Most people have likely heard the terms Alternative Dispute Resolution (ADR), Arbitration, and Mediation mentioned in different contexts, but many may not know exactly what they are and how they differ.
“Alternative Dispute Resolution” is generally any procedure for settling disputes by means other than litigation. “Arbitration” and “Mediation” are two types of ADR; although not the only two. There are also different forms of arbitration, such as Baseball Arbitration, and different forms of mediation, but that is a topic for another day.
The end-game of mediation and arbitration is the same, that is, to have the disputing parties resolve their dispute and evidence the terms of that resolution or settlement in writing. The major difference is the way in which that goal is achieved.
What is Mediation?
Mediation is an informal process where an impartial third-party helps the disputing parties find a mutually satisfactory solution to their differences. Mediation is a voluntary, confidential extension of the negotiation process where a facilitator guides the parties toward a mutually agreeable settlement. This is achieved by helping the parties clarify their underlying interests and concerns, and encouraging compromise and trade-offs based on the relative importance of each item to each party (not necessarily a tangible item). It is often used where the parties are at a stalemate in their own negotiations.
The mediator’s job is to facilitate a discussion or negotiation between the disputing parties to keep the parties talking and to help move them through the more difficult areas of disagreement. Mediators are not judges and they cannot give legal advice. They never impose a decision upon the parties; rather, they help the parties reach a mutually satisfactory agreement that they’re both motivated to sign and honor.
Mediation is a particularly well-suited process for disputing parties who want to play an active role in determining the outcome of a dispute because it provides an opportunity for parties and their representatives to work through issues with the assistance of an impartial third-person trained to facilitate resolution.
What is Arbitration?
Arbitration is a procedure whereby two or more parties agree to have an unbiased, neutral, third-party (or third-parties) act as judge and jury to resolve their dispute for them, outside of the court system. It is a simplified version of a trial involving limited discovery and simplified rules of evidence and usually decided by either 1 or 3 arbitrators. After giving the parties the opportunity to present their side of the story and to present any relevant documents or other evidence, the arbitrator(s) decide, based on the evidence, who wins and who loses the case. Arbitrators are typically not bound by the laws and procedures that attorneys and judges must adhere to. The parties typically agree to establish their own rules and procedure, or agree to a particular administrating organization’s existing rules and procedures – such as those used by eQuibbly.com.

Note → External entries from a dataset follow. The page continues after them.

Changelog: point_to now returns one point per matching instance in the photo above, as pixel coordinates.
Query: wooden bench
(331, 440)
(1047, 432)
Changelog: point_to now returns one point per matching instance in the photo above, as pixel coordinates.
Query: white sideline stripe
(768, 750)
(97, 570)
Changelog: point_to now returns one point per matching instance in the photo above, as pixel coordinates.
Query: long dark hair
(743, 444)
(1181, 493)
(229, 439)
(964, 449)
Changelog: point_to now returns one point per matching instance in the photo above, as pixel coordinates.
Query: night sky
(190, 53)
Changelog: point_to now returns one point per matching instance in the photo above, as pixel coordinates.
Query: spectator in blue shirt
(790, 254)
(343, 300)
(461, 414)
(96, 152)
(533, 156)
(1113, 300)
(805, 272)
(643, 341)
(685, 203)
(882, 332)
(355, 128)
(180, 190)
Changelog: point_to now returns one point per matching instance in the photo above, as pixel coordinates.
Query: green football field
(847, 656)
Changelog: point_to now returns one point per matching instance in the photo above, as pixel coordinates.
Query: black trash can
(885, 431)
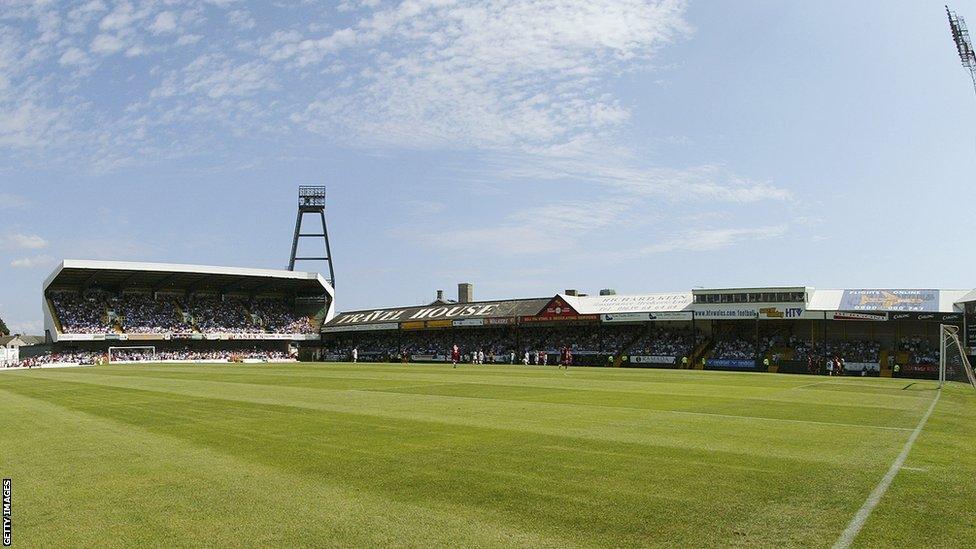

If the parties agree in advance to “binding arbitration”, the decision of the arbitrators is usually enforceable in a court of law if the losing party does not comply with the terms of the decision. If the parties agree in advance to “non-binding arbitration”, the decision is not enforceable in a court of law; this form of ADR is sometimes used to give the parties an indication of the respective merits of their cases; that is, a reasonable approximation as to which party might win or lose in binding arbitration or in some circumstances, in litigation. The parties are still able to pursue their case in court following non-binding arbitration.
Arbitration is more similar to traditional litigation than is mediation. One important difference to litigation is that, unlike court decisions, arbitration offers limited rights of appeal after a decision is made by the arbitrator. Many contracts, including some consumer contracts like your cell phone service contract or credit card application, have clauses which require that disputes arising out of that contract be subject to binding-arbitration rather than being litigated in court. This helps companies keep their costs down and keep their disputes private.